The other thing brilliant about Hemingway’s method of telling the story in only 6 words was that he didn’t just tell the main story with 6 words, like this: “Bought shoes. Baby died. Sold shoes.” He described a very telling consequence of the main plot that happened after the real story ended. That consequence was a for-sale add in a newspaper. It’s easier to describe an ad in a newspaper in 6 words than an entire story.

So . . . my challenge to you is to try again. This is a group of business people interested in storytelling at work. As such, at a minimum we need to recognize the difference between a story and a statement.

For example, instead of “Be the change, see the change” I would suggest thinking of a particular time in your life when you did exactly that and write a 6-word story about it. Maybe you worked at a company and had a really bad boss named Bob. Everyone was afraid to do anything about it so you quit and started your own company. Then everyone came to work for you instead. You became the change that was needed, and then everyone followed, so you then could see the change in others you had made possible.

If that’s the case, your 6-word story could be: “Quit a bad boss. Droves followed.”   Or maybe “Struck out on own. Now hiring.”  Or maybe using Hemingway’s newspaper method you could come up with a really in-your-face version: “Now hiring anyone working for Bob.”

In 2006, SMITH Magazine (no relation) asked it’s readers for their own six-word memoirs and got some gems like “Cursed with cancer, blessed with friends” and “I still make coffee for two”. Those are stories! Both tell of something meaning that happened in someone’s life: battling cancer and finding friendship, or losing a loved one but still thinking of them over morning coffee.

Seeing how we could turn one of those great stories into a 6-word NON-story might be helpful. “Cursed with cancer, blessed with friends” might become: “Find real friends at darkest moments.” That’s not a story anymore. It’s just a statement — a generalization about the conclusion or lesson they learned from the experience. The experience is the story. A pithy distillation of the lesson you learned is not the story. Tell the story. Let the audience glean the lesson themselves.

A large part of why I think most people wrote pithy philosophies instead of stories is that they were trying to capture their entire life purpose in 6 words.

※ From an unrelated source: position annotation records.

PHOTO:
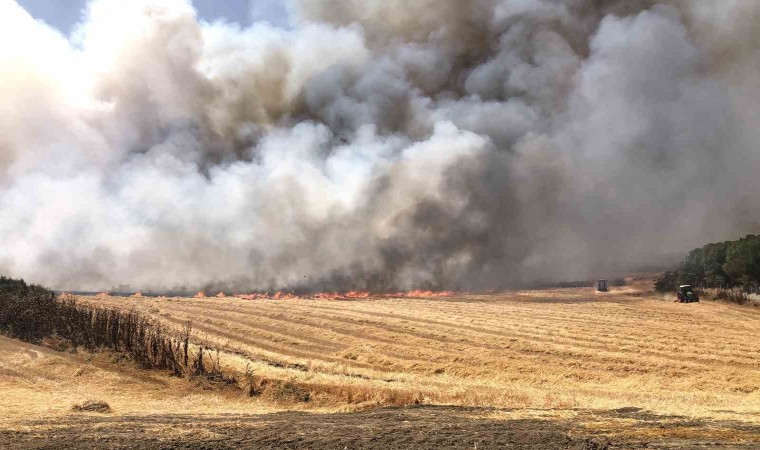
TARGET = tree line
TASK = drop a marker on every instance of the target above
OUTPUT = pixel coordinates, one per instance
(35, 314)
(729, 264)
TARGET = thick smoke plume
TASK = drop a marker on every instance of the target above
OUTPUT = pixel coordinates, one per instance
(376, 144)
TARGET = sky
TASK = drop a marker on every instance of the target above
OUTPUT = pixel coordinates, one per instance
(64, 14)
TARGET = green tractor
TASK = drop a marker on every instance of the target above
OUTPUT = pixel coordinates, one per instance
(686, 294)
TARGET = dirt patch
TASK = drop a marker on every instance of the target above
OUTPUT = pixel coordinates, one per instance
(92, 406)
(420, 428)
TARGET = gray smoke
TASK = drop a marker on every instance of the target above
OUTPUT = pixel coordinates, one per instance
(377, 144)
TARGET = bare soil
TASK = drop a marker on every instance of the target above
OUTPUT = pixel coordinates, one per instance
(420, 427)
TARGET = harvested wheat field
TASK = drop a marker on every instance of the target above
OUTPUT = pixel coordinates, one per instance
(626, 367)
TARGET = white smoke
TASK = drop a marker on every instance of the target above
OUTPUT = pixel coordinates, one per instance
(374, 144)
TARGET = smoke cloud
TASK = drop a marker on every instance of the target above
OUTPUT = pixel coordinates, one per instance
(375, 144)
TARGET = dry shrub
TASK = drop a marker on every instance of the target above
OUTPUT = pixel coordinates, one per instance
(37, 315)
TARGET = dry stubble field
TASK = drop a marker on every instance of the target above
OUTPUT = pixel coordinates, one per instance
(624, 364)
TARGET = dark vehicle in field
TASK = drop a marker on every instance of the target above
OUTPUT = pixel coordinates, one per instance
(686, 294)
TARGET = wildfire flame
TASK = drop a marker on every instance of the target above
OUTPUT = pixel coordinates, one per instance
(352, 295)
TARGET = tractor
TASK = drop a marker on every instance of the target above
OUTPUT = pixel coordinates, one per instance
(686, 294)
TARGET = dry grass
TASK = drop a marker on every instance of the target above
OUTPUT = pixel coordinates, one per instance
(41, 384)
(554, 349)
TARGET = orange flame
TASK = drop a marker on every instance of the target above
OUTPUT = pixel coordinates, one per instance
(351, 295)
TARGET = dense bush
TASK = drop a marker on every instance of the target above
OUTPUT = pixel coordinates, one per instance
(723, 264)
(33, 313)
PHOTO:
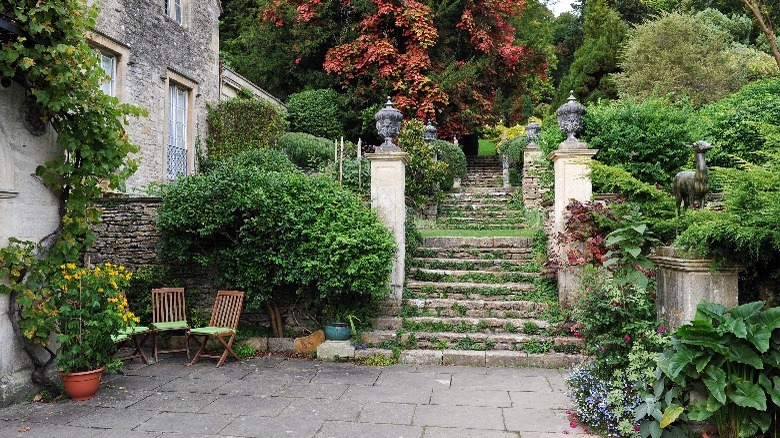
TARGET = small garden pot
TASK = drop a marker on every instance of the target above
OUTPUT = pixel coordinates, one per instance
(338, 331)
(82, 386)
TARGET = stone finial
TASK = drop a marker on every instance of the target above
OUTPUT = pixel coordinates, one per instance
(388, 125)
(430, 132)
(570, 118)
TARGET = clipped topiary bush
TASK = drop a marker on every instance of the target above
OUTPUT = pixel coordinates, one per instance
(648, 139)
(307, 151)
(734, 123)
(237, 125)
(280, 236)
(316, 112)
(455, 159)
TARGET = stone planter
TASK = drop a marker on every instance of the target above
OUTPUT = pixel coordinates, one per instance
(684, 281)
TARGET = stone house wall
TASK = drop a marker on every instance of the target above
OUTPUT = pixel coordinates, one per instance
(154, 51)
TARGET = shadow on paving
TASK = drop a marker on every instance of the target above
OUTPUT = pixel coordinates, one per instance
(298, 398)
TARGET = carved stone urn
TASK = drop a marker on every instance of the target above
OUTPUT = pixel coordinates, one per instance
(388, 125)
(570, 120)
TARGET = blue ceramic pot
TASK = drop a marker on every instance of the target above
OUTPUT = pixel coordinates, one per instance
(338, 331)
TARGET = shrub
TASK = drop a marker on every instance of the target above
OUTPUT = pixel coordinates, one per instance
(647, 139)
(734, 124)
(316, 112)
(306, 150)
(237, 125)
(422, 171)
(455, 159)
(278, 235)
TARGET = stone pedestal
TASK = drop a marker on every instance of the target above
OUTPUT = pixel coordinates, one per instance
(683, 282)
(532, 193)
(387, 197)
(571, 162)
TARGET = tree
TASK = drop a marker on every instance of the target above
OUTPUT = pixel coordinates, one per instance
(597, 58)
(679, 54)
(449, 62)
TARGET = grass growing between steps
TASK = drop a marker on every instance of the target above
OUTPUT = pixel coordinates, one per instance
(497, 232)
(486, 147)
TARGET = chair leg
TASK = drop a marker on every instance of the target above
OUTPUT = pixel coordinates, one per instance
(200, 349)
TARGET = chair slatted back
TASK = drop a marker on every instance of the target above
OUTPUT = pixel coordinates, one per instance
(168, 305)
(227, 309)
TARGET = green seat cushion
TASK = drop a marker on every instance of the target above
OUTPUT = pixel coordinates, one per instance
(124, 334)
(211, 330)
(173, 325)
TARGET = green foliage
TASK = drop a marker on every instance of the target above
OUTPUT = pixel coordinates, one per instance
(730, 357)
(237, 125)
(57, 66)
(455, 159)
(675, 55)
(307, 151)
(93, 309)
(316, 112)
(645, 138)
(276, 235)
(594, 61)
(735, 123)
(423, 172)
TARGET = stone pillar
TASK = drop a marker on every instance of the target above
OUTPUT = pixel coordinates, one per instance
(683, 282)
(387, 197)
(571, 183)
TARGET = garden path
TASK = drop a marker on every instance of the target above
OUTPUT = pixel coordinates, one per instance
(274, 396)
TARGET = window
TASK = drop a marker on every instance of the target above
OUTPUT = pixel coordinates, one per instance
(173, 9)
(108, 62)
(176, 162)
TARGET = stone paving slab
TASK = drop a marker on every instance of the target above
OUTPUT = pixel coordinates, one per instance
(298, 398)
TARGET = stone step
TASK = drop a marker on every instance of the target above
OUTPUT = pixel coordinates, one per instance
(480, 243)
(513, 254)
(476, 307)
(465, 264)
(463, 324)
(476, 341)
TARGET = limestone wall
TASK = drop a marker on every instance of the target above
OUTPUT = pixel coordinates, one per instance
(154, 51)
(28, 211)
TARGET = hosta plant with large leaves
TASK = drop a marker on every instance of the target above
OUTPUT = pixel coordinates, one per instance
(731, 357)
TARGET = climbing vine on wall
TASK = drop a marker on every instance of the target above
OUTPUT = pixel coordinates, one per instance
(47, 53)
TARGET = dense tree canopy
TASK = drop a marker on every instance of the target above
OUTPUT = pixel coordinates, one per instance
(460, 63)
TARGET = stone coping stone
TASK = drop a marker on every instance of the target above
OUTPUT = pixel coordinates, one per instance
(421, 357)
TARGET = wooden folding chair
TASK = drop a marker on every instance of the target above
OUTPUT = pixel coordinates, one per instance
(223, 324)
(169, 313)
(137, 335)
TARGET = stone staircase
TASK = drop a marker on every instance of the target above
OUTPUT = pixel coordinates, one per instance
(478, 300)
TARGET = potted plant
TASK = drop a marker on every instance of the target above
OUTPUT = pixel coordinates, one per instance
(93, 308)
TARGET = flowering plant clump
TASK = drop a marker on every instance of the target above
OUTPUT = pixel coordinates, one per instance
(93, 308)
(604, 404)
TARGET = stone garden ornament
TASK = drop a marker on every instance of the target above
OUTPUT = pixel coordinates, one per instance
(690, 186)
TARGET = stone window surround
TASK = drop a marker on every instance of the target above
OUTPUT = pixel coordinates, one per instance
(175, 78)
(122, 56)
(185, 12)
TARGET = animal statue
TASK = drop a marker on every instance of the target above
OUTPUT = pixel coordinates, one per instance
(690, 186)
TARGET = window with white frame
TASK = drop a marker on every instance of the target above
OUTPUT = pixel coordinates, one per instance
(173, 8)
(176, 153)
(108, 63)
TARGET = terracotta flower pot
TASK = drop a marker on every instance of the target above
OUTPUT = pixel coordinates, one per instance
(83, 385)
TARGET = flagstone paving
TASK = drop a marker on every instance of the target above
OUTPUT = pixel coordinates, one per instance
(297, 398)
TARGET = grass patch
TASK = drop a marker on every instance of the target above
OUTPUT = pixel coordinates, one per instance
(498, 232)
(486, 147)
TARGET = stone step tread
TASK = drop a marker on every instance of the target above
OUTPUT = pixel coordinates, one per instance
(510, 286)
(481, 304)
(394, 322)
(462, 272)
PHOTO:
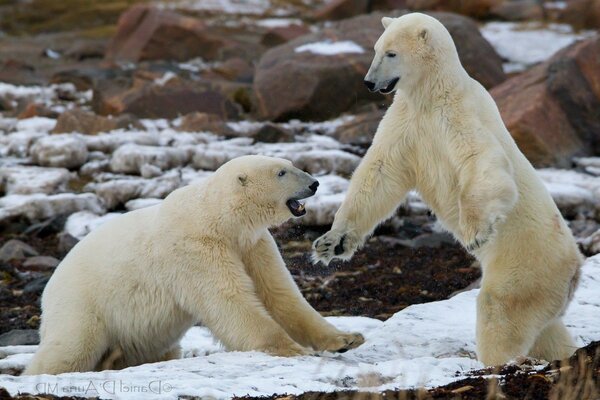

That might be a meaningful exercise. But it’s not the same as the challenge to Hemingway. That is, it’s not the same as writing a story in 6 words. To write a story, you have to think about a specific instant in time. Something that happened. You can pick the most pivotal moment in your life and career. But the moment you start to try to distill the lesson out of it and write that instead of write about what happened, you’re no longer writing a story.

One last example. See the difference?
Not a story: “Be creative. Overcome even impossible barriers.”
Story: “Ran into brick wall. Tunneled under.”

Your turn. Make it a good one.

4 Responses

  1. That day your customers became family.